Diretor do BC critica prática de indexação de contratos

O diretor de Política Econômica do Banco Central, Mário Mesquita, fez críticas à indexação dos contratos na economia brasileira. No Relatório Trimestral de Inflação, divulgado hoje, a autoridade monetária afirma que "um risco relevante" para a evolução dos preços "reside na atuação de mecanismos institucionais que inibem uma resposta mais intensa da inflação à maior ociosidade de recursos na economia".

ADRIANA FERNANDES E FERNANDO NAKAGAWA, Agencia Estado

26 de junho de 2009 | 14h09

Na entrevista à imprensa, Mesquita explicou que esses mecanismos são os contratos indexados reajustados conforme a inflação passada. Ele citou que isso era um "hábito" contraído na época da hiperinflação. "Isso não é obrigatório (uso de índices de preço para reajuste), mas são hábitos da época de inflação elevada. Hoje, o Brasil está cada vez mais estável, seguro", disse.

O diretor sugeriu que esses contratos deveriam ter o indicador de reajuste alterado na próxima renovação. "Na próxima renovação, o contrato pode ser escrito de outra forma. Isso não é quebra de contrato", disse. Ele, no entanto, rejeitou qualquer medida para a mudança obrigatória nesses contratos. Segundo Mesquita, se isso acontecesse, as partes encontrariam outra forma de aplicar esse mesmo reajuste. O ideal, segundo o diretor, é o BC entregar uma inflação sempre dentro da meta, o que diminui a preocupação com os preços e a necessidade de indexação de contratos.

PIB

Mário Mesquita avaliou que a resistência do setor de serviços à crise sustentou a projeção de crescimento do Produto Interno Bruto (PIB) de 0,8% em 2009. A nova projeção foi divulgada hoje no Relatório Trimestral de Inflação. No relatório anterior, o BC previa expansão de 1,2%. Segundo Mesquita, o setor de serviços e comércio tem mostrado maior resistência diante do cenário econômico adverso. Já para a indústria agropecuária, o BC reviu para baixo o crescimento este ano. Segundo Mesquita, já se observa na economia brasileira recuperação da produção industrial em ritmo gradual, com expansão das vendas de vários itens, especialmente automóveis, cuja a cadeia produtiva é muito importante para a economia.

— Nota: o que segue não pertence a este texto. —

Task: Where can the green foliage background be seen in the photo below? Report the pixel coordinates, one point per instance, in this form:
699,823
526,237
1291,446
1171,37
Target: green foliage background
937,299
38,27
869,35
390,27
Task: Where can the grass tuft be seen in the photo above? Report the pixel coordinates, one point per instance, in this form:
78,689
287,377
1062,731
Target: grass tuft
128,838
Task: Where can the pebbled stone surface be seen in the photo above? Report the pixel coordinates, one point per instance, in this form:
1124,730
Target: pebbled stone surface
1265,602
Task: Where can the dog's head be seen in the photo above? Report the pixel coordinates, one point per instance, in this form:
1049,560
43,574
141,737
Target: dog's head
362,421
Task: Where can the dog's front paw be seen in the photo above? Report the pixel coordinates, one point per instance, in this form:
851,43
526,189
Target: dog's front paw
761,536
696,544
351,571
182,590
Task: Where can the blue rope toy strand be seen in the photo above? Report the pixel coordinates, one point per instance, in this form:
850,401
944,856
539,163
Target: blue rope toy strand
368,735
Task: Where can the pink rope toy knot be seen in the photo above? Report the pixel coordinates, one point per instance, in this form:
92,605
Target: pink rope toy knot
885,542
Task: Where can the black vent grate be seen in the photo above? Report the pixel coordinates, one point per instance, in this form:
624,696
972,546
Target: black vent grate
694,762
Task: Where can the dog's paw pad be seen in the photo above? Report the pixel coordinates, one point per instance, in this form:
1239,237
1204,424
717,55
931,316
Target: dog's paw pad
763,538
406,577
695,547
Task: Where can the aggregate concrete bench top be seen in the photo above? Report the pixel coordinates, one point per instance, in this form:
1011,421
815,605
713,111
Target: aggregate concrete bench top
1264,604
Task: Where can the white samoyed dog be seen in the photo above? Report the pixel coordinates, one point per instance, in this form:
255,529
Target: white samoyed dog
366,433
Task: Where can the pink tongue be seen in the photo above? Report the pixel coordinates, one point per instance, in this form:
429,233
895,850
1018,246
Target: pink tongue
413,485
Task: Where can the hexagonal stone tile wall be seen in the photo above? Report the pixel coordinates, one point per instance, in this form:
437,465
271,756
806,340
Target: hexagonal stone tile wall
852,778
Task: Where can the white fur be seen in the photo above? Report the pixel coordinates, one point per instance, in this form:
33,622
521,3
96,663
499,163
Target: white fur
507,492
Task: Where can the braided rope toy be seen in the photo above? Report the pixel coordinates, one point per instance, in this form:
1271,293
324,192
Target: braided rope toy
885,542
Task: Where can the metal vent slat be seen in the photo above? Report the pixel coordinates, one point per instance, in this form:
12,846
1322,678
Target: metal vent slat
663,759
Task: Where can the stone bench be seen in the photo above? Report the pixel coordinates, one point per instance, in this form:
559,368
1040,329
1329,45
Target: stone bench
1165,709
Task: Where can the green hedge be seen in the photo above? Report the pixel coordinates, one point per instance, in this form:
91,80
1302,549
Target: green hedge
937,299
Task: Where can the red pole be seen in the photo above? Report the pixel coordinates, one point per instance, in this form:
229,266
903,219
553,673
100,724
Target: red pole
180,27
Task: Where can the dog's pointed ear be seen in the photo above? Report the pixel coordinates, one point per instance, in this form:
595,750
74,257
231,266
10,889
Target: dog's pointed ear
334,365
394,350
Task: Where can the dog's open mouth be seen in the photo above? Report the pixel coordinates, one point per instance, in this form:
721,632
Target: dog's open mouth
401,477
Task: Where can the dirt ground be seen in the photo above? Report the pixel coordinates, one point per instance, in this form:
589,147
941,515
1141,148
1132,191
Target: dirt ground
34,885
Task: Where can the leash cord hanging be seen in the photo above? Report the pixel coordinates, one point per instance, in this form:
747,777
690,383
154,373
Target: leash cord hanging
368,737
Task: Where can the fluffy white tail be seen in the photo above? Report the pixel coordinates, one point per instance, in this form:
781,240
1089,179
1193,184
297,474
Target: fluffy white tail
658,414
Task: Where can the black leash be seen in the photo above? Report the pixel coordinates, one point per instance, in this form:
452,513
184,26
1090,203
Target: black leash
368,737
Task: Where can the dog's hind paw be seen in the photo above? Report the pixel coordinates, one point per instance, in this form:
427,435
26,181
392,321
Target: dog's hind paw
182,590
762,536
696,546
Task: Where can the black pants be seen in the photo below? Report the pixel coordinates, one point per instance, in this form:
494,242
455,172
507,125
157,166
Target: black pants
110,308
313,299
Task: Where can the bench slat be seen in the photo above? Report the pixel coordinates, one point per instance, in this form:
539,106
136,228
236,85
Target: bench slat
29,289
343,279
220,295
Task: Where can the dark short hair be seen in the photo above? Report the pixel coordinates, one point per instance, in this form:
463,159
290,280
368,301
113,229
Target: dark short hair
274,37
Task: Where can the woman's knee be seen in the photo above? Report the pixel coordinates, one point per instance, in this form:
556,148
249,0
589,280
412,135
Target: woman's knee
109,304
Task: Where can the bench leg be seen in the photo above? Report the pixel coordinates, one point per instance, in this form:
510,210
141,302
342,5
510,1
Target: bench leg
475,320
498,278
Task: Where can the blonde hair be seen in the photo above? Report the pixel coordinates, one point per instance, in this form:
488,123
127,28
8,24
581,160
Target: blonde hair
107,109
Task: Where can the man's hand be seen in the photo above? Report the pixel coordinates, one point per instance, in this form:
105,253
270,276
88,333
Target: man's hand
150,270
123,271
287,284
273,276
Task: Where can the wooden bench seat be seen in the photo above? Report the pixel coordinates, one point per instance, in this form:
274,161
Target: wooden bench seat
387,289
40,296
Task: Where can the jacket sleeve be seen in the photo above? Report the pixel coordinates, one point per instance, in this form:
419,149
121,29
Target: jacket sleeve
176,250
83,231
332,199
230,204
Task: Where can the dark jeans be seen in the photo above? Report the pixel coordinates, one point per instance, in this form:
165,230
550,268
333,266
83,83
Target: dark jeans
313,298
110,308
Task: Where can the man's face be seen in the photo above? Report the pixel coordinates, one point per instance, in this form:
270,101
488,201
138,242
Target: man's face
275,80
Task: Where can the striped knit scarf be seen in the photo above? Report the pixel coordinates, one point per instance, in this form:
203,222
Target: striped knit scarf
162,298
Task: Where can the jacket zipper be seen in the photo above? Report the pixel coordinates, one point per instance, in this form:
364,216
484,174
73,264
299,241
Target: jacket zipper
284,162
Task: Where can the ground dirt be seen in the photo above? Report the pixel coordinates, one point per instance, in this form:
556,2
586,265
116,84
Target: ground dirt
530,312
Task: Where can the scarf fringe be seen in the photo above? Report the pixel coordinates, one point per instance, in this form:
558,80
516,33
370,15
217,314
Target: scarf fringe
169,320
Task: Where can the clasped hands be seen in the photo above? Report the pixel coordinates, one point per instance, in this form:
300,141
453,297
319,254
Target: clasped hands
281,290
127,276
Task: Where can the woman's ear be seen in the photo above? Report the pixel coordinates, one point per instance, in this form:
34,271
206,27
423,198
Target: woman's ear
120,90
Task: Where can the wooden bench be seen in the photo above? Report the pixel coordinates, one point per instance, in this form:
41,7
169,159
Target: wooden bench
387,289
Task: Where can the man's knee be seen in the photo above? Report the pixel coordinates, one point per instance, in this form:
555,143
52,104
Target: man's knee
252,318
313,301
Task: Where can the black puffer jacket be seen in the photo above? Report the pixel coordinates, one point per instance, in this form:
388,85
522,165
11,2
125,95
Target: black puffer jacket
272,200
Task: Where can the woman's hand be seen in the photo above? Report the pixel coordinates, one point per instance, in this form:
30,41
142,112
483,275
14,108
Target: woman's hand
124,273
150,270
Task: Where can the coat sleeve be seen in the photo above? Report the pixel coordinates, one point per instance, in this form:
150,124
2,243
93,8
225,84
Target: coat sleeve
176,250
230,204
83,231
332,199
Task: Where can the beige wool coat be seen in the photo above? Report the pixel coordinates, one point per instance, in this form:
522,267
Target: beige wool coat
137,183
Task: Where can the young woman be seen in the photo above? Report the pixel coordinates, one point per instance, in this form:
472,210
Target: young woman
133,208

O mercado de trabalho, segundo ele, também tem se comportado com bastante resistência até o momento. "Há vários indicadores que sugerem que a economia brasileira de fato teria atingido o piso da atividade econômica na virada do ano, tendo entrado depois numa trajetória gradual de recuperação", afirmou. Segundo ele, o cenário externo está melhor agora do que na divulgação do último relatório, em março, com distensão das condições financeiras e recuperação do apetite ao risco. Questionado se a projeção do BC para o PIB este ano é otimista, o diretor respondeu: "a nossa projeção é o melhor número que os nossos técnicos chegaram em função dos dados existentes".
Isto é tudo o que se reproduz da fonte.